L’idéal est qu’il y ait un accompagnement du repas personnalisé très individuel chez les parents et chez une assistante maternelle. Cela reste malheureusement un peu plus compliqué en collectivité.
4/ Déculpabiliser
Tout d’abord, il faut se demander, si l’enfant ne mange pas, pour qui cela est le plus inconfortable : pour lui ou pour soi ?
Le repas, sa composition, sont avant tout très liés à la culture
La viande chez les garçons est extrêmement valorisée dans presque toutes les cultures.
Diversifier à tout prix, c’est très occidental !
On est pas une mauvaise mère parce qu’on a fait 3 fois le même dîner dans la semaine. Si un plat est nutritionnellement complet, pourquoi changer ? Cela dépend uniquement de facteurs socio culturels.
De même, pour certaines, être une bonne mère, c’est faire du « fait maison », c’est encore personnel et cela dépend des générations.

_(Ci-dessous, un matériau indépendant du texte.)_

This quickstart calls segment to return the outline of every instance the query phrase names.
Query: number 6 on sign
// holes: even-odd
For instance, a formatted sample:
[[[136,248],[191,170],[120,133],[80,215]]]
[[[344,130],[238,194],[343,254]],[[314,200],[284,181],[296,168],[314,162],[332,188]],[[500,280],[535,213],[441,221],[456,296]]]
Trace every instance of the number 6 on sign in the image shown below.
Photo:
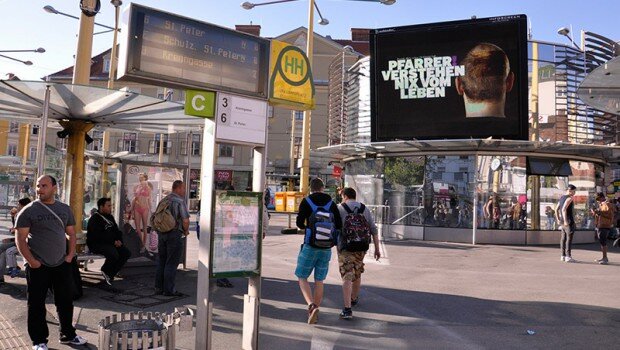
[[[220,115],[220,121],[222,122],[222,124],[226,124],[226,125],[230,124],[230,123],[227,123],[227,121],[228,121],[228,116],[226,115],[226,113],[222,113],[222,114]]]

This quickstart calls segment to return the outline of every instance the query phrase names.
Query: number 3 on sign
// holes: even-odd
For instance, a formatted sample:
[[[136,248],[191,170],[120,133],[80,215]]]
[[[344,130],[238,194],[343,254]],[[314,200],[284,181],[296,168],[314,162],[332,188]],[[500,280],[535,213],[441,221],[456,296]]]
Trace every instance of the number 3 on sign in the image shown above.
[[[230,95],[221,95],[220,96],[220,106],[218,108],[218,121],[217,123],[220,125],[230,125],[230,105],[231,105],[231,96]]]

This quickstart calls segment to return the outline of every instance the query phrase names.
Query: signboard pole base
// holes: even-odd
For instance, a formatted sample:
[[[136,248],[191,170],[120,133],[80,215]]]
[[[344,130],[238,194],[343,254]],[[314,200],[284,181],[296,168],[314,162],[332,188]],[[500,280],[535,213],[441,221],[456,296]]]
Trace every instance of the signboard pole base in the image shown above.
[[[256,277],[252,277],[254,279]],[[250,284],[252,283],[250,279]],[[257,297],[249,296],[248,294],[243,296],[243,340],[241,348],[243,350],[256,350],[258,349],[258,317],[260,315],[260,302]]]
[[[202,164],[200,172],[201,238],[198,246],[195,349],[210,350],[212,308],[209,294],[209,272],[211,269],[209,255],[211,251],[211,235],[213,234],[213,228],[211,226],[211,206],[213,203],[213,164],[215,162],[215,120],[205,119],[202,135]]]

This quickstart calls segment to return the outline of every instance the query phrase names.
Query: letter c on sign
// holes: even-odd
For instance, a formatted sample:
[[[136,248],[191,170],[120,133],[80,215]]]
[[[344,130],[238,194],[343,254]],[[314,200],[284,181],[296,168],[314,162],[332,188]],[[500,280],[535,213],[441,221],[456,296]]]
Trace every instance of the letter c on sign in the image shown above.
[[[198,100],[202,101],[200,103],[200,106],[198,106],[198,103],[196,103]],[[192,108],[196,111],[202,111],[203,109],[205,109],[205,97],[202,95],[196,95],[194,97],[192,97]]]

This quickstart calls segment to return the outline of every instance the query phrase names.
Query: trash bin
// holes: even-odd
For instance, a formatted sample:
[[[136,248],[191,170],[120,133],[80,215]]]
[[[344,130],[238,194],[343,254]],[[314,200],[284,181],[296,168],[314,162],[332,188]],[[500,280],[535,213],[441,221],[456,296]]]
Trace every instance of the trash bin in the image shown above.
[[[173,314],[126,312],[99,321],[99,349],[175,349],[177,331],[192,330],[190,310]],[[189,329],[188,329],[189,328]]]
[[[276,211],[286,211],[286,192],[276,192]]]
[[[297,211],[298,206],[295,206],[295,195],[297,192],[286,192],[286,211]]]

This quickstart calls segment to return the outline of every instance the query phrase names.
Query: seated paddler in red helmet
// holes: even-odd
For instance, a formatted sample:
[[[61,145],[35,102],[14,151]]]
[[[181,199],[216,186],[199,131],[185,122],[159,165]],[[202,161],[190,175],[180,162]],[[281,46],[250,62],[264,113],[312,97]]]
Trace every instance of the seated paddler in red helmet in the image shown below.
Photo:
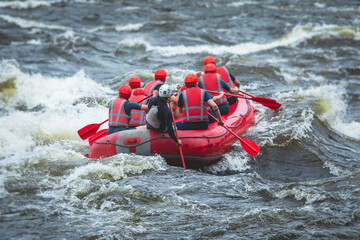
[[[129,126],[132,109],[149,110],[147,105],[129,102],[130,95],[131,87],[129,85],[124,84],[119,87],[119,97],[110,104],[107,135],[118,131],[134,129]]]
[[[216,66],[216,60],[213,56],[205,57],[203,63],[204,66],[206,66],[209,63],[212,63]],[[234,87],[240,88],[240,81],[237,80],[225,66],[217,67],[216,73],[220,74],[221,79],[224,80],[229,85],[230,88],[234,88]],[[236,97],[228,97],[227,100],[230,105],[237,102]]]
[[[140,78],[137,76],[129,78],[129,85],[131,87],[131,96],[129,98],[129,102],[139,103],[140,105],[145,104],[145,91],[141,88]],[[145,115],[145,110],[132,109],[129,126],[137,127],[145,125]]]
[[[204,89],[198,87],[199,79],[195,74],[185,77],[186,89],[180,93],[178,100],[179,110],[182,112],[182,121],[176,122],[179,130],[204,130],[209,126],[208,113],[224,124],[218,106],[212,100],[212,96]],[[208,106],[212,108],[208,112]]]
[[[221,91],[226,91],[230,93],[236,93],[239,89],[237,87],[230,87],[224,80],[221,79],[220,74],[216,73],[216,66],[212,63],[208,63],[204,67],[204,74],[200,76],[199,87],[205,90],[210,90],[220,93]],[[212,96],[218,94],[211,93]],[[230,111],[230,105],[227,101],[226,96],[223,96],[220,100],[215,102],[219,109],[221,115],[228,114]],[[210,119],[210,123],[214,120]]]
[[[155,80],[148,82],[144,87],[145,95],[149,96],[153,94],[154,91],[159,92],[161,85],[165,83],[166,75],[167,73],[164,69],[157,69],[154,74]]]

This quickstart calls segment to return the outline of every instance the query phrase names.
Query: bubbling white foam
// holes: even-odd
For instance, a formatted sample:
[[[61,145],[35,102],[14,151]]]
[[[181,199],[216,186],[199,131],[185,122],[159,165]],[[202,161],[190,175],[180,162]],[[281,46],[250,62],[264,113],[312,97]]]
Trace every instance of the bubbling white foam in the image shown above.
[[[342,86],[322,85],[281,95],[283,97],[309,99],[313,102],[315,113],[320,120],[340,134],[360,139],[360,122],[346,120],[346,92]]]
[[[0,117],[1,155],[32,151],[39,139],[79,139],[78,129],[107,118],[107,106],[96,99],[108,102],[113,92],[83,71],[70,77],[26,74],[13,60],[0,63],[0,83],[7,86],[0,89],[6,111]]]
[[[0,14],[0,18],[4,19],[5,21],[9,23],[13,23],[18,25],[21,28],[44,28],[44,29],[50,29],[50,30],[70,30],[71,28],[64,27],[64,26],[58,26],[58,25],[50,25],[50,24],[44,24],[36,21],[31,21],[19,17],[12,17],[9,15]]]
[[[236,45],[177,45],[177,46],[152,46],[143,39],[125,39],[119,43],[119,46],[128,48],[145,48],[146,51],[154,51],[163,56],[171,57],[175,55],[189,55],[198,53],[210,53],[213,55],[237,54],[245,55],[254,52],[275,49],[283,46],[296,46],[313,37],[331,38],[333,36],[343,38],[359,38],[360,33],[352,26],[337,25],[298,25],[291,32],[266,43],[240,43]]]

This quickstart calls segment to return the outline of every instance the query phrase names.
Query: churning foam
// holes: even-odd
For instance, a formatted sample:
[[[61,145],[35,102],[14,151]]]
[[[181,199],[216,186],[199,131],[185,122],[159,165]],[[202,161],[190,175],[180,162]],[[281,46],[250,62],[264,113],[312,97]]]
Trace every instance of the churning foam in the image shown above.
[[[326,94],[325,94],[326,93]],[[289,98],[305,98],[313,101],[315,113],[336,132],[354,139],[360,139],[360,122],[346,121],[347,103],[345,89],[336,85],[323,85],[300,89],[283,94]]]
[[[142,39],[125,39],[119,43],[120,46],[129,48],[145,48],[146,51],[158,52],[163,56],[170,57],[175,55],[188,55],[198,53],[210,53],[213,55],[224,54],[238,54],[245,55],[254,52],[274,49],[283,46],[296,46],[313,37],[321,36],[331,38],[333,36],[344,38],[358,38],[359,32],[356,27],[352,26],[337,26],[337,25],[320,25],[312,26],[298,25],[295,26],[291,32],[283,35],[280,38],[274,39],[266,43],[240,43],[236,45],[177,45],[177,46],[152,46],[150,43]]]
[[[26,74],[10,60],[0,63],[0,87],[1,155],[23,154],[39,139],[78,139],[89,121],[107,118],[107,106],[96,99],[109,102],[113,92],[83,71],[63,78]]]
[[[18,25],[21,28],[43,28],[43,29],[50,29],[50,30],[70,30],[71,28],[58,26],[58,25],[50,25],[44,24],[36,21],[31,21],[19,17],[12,17],[9,15],[0,14],[0,18],[4,19],[9,23],[13,23]]]
[[[4,1],[0,2],[0,7],[2,8],[13,8],[13,9],[30,9],[37,8],[40,6],[51,6],[53,3],[61,2],[61,0],[57,1]]]
[[[134,24],[126,24],[126,25],[114,25],[114,26],[101,26],[89,30],[89,32],[108,32],[108,31],[116,31],[116,32],[131,32],[131,31],[139,31],[145,24],[144,23],[134,23]]]

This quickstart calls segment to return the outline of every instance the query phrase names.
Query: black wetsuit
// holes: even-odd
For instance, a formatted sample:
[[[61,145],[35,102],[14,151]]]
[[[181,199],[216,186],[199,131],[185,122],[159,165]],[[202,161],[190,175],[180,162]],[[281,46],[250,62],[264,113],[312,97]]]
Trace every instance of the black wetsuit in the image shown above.
[[[148,102],[149,109],[151,109],[152,106],[157,106],[158,108],[157,118],[160,120],[160,127],[158,129],[155,129],[147,123],[147,128],[150,128],[157,132],[166,132],[172,139],[174,139],[175,142],[177,142],[173,127],[172,113],[167,105],[167,102],[165,102],[159,97],[153,97],[150,98]]]

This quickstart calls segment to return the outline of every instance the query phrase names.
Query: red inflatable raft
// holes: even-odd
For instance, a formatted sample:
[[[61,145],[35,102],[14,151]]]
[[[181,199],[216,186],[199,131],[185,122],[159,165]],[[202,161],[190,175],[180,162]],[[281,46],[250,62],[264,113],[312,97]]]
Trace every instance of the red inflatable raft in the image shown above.
[[[238,99],[230,106],[228,115],[223,115],[225,125],[238,136],[243,135],[255,123],[256,110],[246,99]],[[221,159],[236,141],[239,141],[216,122],[207,130],[178,130],[187,168],[211,165]],[[144,156],[155,154],[165,158],[169,165],[182,166],[179,147],[167,133],[150,129],[121,131],[102,137],[90,147],[90,158],[105,158],[118,153],[134,153]]]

Sur le grand affichage de photos dans la salle, on peut voir ce qui est mangé selon les pays et cultures : on relativise alors l’idée de diversité alimentaire.
Le concept « entrée, plat, dessert » est très français, dans beaucoup de pays, le repas est composé d’un plat unique.
De même, le laitage au cours du repas est un construit culturel très français, il faut savoir que la moitié de la population mondiale est allergique au lactose. Il y a des alternatives pour avoir des apports en calcium comme les amandes ou le sésame.
En France, il y a franchement une culture alimentaire qui est en plus marquée par les régions et les produits régionaux, le sexe (les hommes et les femmes n’ont pas du tout en France le même rapport à l’alimentation, les hommes sont dans un modèle énergétique et les femmes dans un modèle nutritionnel).
A noter : il y a sûrement plus d’allergies chez les cultures où l’alimentation est très diversifiée.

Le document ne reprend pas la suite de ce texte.